A melhoria da produtividade levou ao aumento populacional e teve por fim o condão de projetar as pessoas para outros horizontes. Quando a agricultura nos campos do Mondego e nos terrenos de sequeiro deixou de ser rentável e as pessoas se depararam com a escassez de empregos, muita gente emigrou ou procurou soluções laborais fora do Concelho, em vilas vizinhas e mesmo em Coimbra, a metrópole mais próxima.

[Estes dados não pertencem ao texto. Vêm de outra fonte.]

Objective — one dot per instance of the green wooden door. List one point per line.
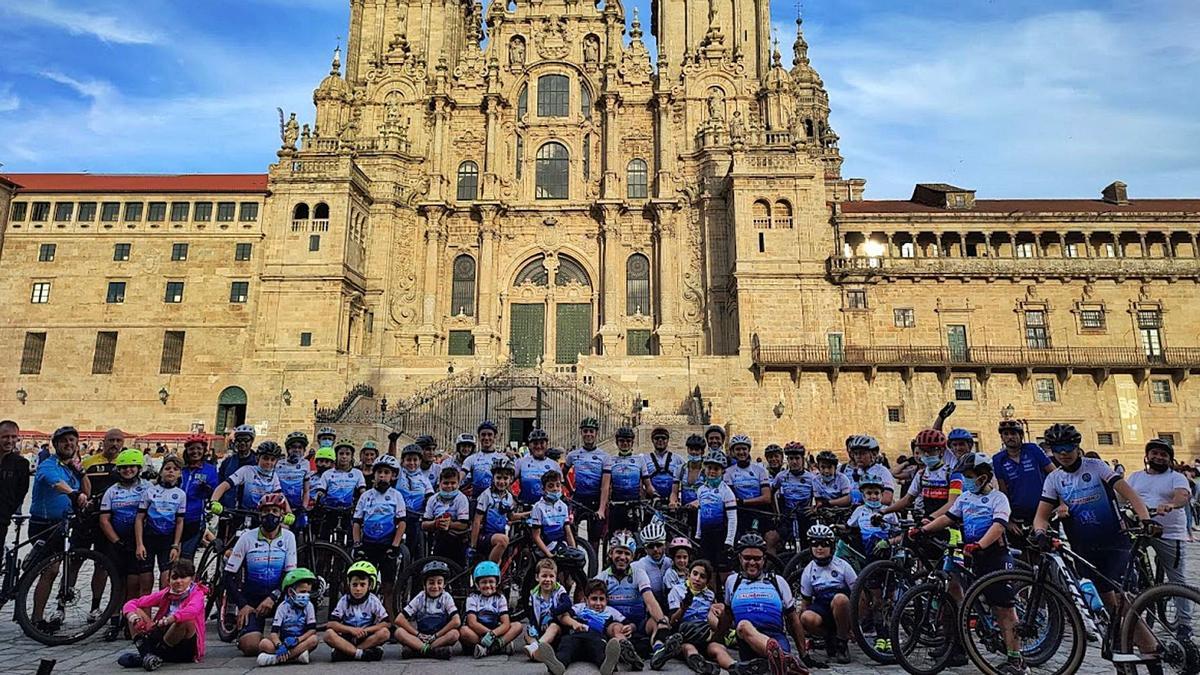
(527, 335)
(574, 328)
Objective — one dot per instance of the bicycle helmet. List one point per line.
(820, 532)
(388, 461)
(129, 458)
(273, 500)
(364, 568)
(435, 568)
(297, 575)
(654, 532)
(930, 438)
(485, 569)
(623, 539)
(978, 463)
(751, 541)
(1063, 435)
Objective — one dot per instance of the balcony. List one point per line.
(858, 269)
(1063, 362)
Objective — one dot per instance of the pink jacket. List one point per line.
(191, 610)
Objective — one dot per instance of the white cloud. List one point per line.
(81, 22)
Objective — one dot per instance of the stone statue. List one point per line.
(516, 52)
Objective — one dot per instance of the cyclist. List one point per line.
(593, 478)
(493, 509)
(118, 514)
(761, 610)
(198, 481)
(417, 490)
(267, 554)
(793, 496)
(378, 524)
(627, 476)
(1169, 491)
(659, 466)
(295, 477)
(982, 513)
(532, 467)
(750, 485)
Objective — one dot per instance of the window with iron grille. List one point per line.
(106, 350)
(174, 293)
(1037, 336)
(1161, 390)
(239, 291)
(172, 352)
(41, 293)
(1044, 390)
(31, 356)
(553, 96)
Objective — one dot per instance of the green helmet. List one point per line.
(297, 575)
(129, 458)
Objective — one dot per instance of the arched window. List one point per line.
(636, 179)
(552, 173)
(637, 285)
(468, 181)
(553, 96)
(462, 296)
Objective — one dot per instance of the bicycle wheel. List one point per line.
(922, 628)
(1176, 655)
(873, 598)
(1049, 628)
(66, 580)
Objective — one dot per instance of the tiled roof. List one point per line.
(1025, 205)
(35, 183)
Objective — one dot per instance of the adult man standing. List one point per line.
(13, 476)
(1167, 494)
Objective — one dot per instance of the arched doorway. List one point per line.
(568, 302)
(231, 408)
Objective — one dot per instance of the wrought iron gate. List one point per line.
(555, 402)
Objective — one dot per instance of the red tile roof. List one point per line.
(1025, 207)
(35, 183)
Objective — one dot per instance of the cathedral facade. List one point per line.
(579, 227)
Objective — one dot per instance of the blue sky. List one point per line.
(1011, 97)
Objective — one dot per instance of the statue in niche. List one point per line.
(516, 52)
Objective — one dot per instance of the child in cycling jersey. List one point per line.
(429, 625)
(689, 605)
(174, 632)
(294, 626)
(358, 627)
(493, 508)
(487, 629)
(547, 602)
(593, 633)
(825, 592)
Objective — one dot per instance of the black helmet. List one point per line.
(1062, 435)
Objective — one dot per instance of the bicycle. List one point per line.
(73, 617)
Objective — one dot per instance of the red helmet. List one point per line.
(930, 438)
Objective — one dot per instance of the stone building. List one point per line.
(552, 225)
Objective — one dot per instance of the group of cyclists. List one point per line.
(707, 555)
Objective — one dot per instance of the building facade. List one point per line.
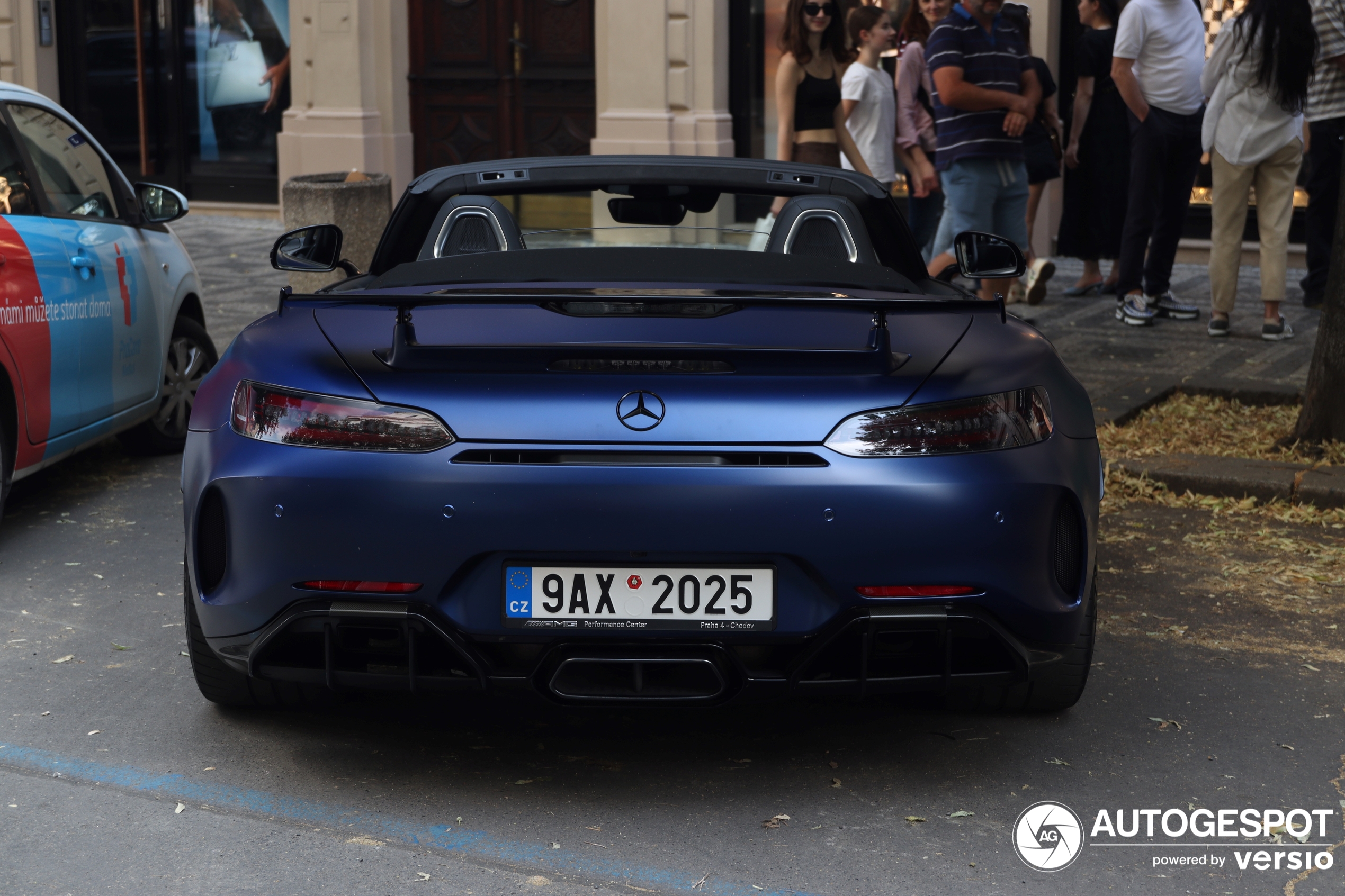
(225, 100)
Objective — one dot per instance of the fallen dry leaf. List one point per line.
(365, 841)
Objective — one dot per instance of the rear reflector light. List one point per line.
(355, 585)
(322, 421)
(984, 423)
(913, 590)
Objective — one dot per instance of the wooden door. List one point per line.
(501, 78)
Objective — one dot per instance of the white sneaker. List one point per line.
(1039, 273)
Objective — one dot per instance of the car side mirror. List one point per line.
(987, 256)
(308, 249)
(160, 205)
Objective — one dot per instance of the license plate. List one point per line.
(639, 598)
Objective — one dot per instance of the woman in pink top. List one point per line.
(917, 141)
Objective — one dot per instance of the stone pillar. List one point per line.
(360, 209)
(662, 73)
(350, 106)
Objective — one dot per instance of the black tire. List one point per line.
(187, 360)
(218, 683)
(6, 468)
(222, 684)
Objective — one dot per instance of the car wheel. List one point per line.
(1062, 684)
(225, 685)
(190, 358)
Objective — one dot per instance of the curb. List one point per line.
(1235, 477)
(1126, 402)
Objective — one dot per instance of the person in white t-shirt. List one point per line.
(1156, 64)
(868, 100)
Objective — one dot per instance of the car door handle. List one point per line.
(84, 265)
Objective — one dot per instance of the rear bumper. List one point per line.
(293, 515)
(412, 648)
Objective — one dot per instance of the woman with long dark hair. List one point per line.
(1257, 84)
(808, 88)
(1097, 156)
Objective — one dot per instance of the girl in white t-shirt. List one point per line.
(868, 101)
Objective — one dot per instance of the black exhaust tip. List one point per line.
(689, 679)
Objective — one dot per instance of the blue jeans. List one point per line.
(990, 195)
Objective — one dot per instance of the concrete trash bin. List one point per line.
(360, 207)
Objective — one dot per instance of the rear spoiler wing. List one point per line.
(408, 354)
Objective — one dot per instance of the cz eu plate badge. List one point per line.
(639, 598)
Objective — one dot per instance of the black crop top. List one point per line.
(815, 103)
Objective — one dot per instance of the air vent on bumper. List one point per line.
(1067, 550)
(212, 540)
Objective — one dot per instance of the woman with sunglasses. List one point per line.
(808, 89)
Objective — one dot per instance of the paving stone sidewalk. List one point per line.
(1121, 366)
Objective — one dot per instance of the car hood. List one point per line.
(501, 381)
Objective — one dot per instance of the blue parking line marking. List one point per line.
(467, 843)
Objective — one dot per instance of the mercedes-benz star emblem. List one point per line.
(641, 410)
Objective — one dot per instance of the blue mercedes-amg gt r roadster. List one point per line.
(676, 455)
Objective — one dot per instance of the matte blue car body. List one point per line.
(365, 515)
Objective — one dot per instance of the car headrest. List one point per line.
(825, 228)
(470, 225)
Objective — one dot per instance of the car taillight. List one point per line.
(985, 423)
(287, 417)
(913, 590)
(366, 587)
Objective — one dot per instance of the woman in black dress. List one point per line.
(1098, 156)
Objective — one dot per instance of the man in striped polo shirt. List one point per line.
(985, 96)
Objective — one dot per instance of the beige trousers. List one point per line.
(1274, 182)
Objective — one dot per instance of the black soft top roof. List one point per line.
(419, 206)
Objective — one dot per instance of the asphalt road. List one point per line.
(101, 750)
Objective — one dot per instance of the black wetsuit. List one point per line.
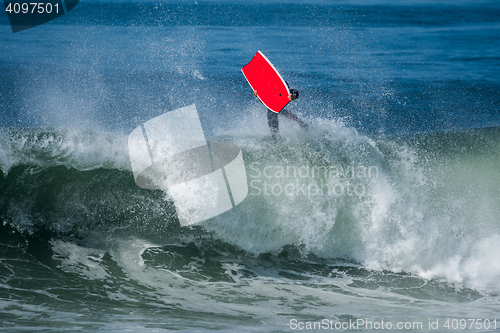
(272, 121)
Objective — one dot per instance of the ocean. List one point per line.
(384, 215)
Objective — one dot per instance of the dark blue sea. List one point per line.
(402, 99)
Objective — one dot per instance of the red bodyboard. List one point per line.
(271, 88)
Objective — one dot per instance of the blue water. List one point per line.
(409, 91)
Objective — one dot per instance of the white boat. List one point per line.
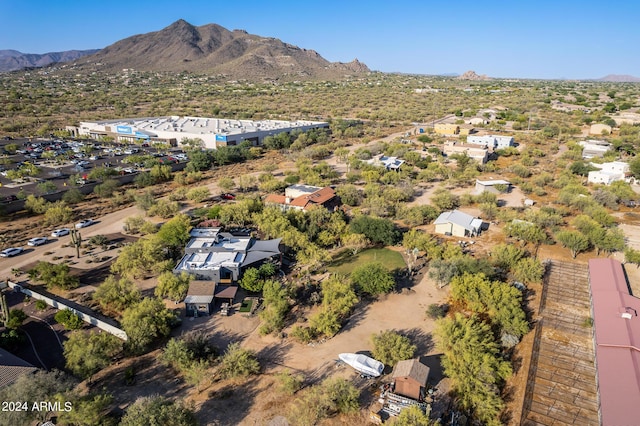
(363, 364)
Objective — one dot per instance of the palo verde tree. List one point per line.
(87, 353)
(471, 358)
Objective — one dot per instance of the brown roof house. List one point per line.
(410, 378)
(12, 367)
(199, 300)
(305, 197)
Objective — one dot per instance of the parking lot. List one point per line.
(25, 163)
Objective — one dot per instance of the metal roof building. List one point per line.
(214, 132)
(617, 343)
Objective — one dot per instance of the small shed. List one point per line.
(199, 300)
(410, 379)
(226, 293)
(496, 186)
(458, 223)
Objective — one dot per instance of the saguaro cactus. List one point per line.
(76, 240)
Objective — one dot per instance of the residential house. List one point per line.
(600, 129)
(497, 186)
(466, 130)
(389, 163)
(475, 152)
(609, 172)
(594, 148)
(410, 379)
(491, 141)
(615, 339)
(221, 256)
(305, 197)
(200, 296)
(12, 367)
(446, 129)
(458, 223)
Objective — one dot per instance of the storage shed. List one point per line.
(410, 378)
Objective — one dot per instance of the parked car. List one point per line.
(37, 241)
(60, 232)
(84, 223)
(12, 251)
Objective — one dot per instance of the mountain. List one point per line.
(471, 75)
(614, 78)
(12, 60)
(214, 49)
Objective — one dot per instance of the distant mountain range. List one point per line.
(614, 78)
(12, 60)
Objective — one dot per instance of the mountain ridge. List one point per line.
(212, 48)
(13, 60)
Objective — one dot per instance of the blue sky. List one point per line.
(526, 39)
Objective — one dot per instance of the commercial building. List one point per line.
(214, 132)
(491, 141)
(617, 343)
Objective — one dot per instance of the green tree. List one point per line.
(377, 230)
(54, 275)
(389, 347)
(238, 362)
(528, 270)
(289, 383)
(172, 286)
(156, 410)
(69, 319)
(574, 241)
(226, 183)
(164, 209)
(115, 295)
(471, 358)
(372, 278)
(89, 410)
(251, 280)
(198, 194)
(632, 256)
(500, 301)
(87, 353)
(146, 321)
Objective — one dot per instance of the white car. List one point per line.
(60, 232)
(37, 241)
(84, 223)
(12, 251)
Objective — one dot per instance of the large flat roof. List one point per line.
(617, 342)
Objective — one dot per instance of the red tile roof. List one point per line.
(305, 201)
(617, 341)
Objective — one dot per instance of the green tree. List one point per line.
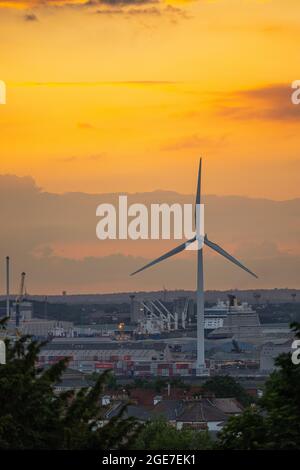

Após a construção das barragens, os caudais foram controlados e apenas episodicamente cobriram os terrenos de cultivo. Anos a fio de uso levaram também a um progressivo esgotamento dos solos. A adubação com fertilizantes granulados de síntese à base de azoto, fósforo e potássio revelou-se insuficiente para nutrir estes terrenos tão permeáveis, que são facilmente “lavados” pelas próprias águas da chuva e da rega. O empobrecimento dos terrenos agrícolas foi um fenómeno que ocorreu, aliás, basicamente, em quase todo o território nacional. O que outrora era rentável, numa certa medida, passou a ser pouco produtivo, porque as necessidades agora eram outras, face ao grande aumento populacional, entretanto, ocorrido, principalmente, após a década de setenta.

Foto de Fernando Alvarinhas (2020) – Terrenos de cultivo na margem esquerda do Mondego, em Vila Nova

Mas, em Penacova, muitos dos terrenos de regadio e principalmente os de sequeiro acabaram abandonados por muitos proprietários.

A rentabilidade baixa e a escassez de mão de obra e incentivos à exploração dos terrenos agrícolas locais levou a maioria dos proprietários a arrendá-los ou “retransformá-los”, inclusivamente, para produção arbórea.

Resumindo, a adaptação destes terrenos ao modo de produção biológica é uma hipótese bastante viável, por causa da proximidade ao rio Mondego que obriga por si só a algumas restrições no uso de fitofármacos . A necessidade destes terrenos serem enriquecidos com  fertilizantes orgânicos é também uma mais-valia, em si, para os próprios terrenos que são explorados em modo de produção biológico, se bem que qualquer produto estranho à terra, quer seja de síntese ou não, deve ser utilizado com conta peso e medida.

Há, portanto, do ponto de vista ambiental, uma vantagem imediata no uso destes solos para esse efeito. Outro fator a ter em conta é a captação de mão de obra que é precisa em maior número neste modo de produção, tendo sempre importância como fator de criação de emprego.

O modo de produção agrícola convencional continua a ser o mais usado e o que se julga ser mais produtivo. Há, no entanto, para além da desvantagem de ser uma agricultura muito mais agressiva  ambientalmente, a ideia clara que os produtos obtidos oferecem menos segurança alimentar, apesar de serem mais baratos que os alimentos biológicos.

A produção em modo biológico permitiria ainda inserir os seus produtos em mercados mais localizados porque seria valorizada ainda mais a sua frescura e permitiria criar um conjunto de soluções que iriam enriquecer uma lista de artigos de valorização do que é autêntica e genuinamente nosso.

Com a descoberta da agricultura, há milhares de anos, criámos as bases da civilização moderna, alimentados essencialmente por um pequeno número de plantas, a maioria delas resultando em artigos farináceos, dos quais continuamos dependentes. Em Penacova, tal como em qualquer sítio do globo, a produção intensiva de bens agrícolas incidiu sempre maioritariamente nesse tipo de alimentos, mas os conceitos sobre alimentação estão a mudar. Existe uma enorme variedade de bens alimentares que podem ser produzidos e que podem melhorar substancialmente a nossa alimentação.

Chegou a altura de tomarmos as rédeas do nosso destino com o conhecimento das técnicas que fomos adquirindo e a informação alargada que temos em relação ao modo como evoluímos como espécie e deixarmos de ser dominados por tendências antigas e hábitos menos nossos amigos e da natureza que nos circunda.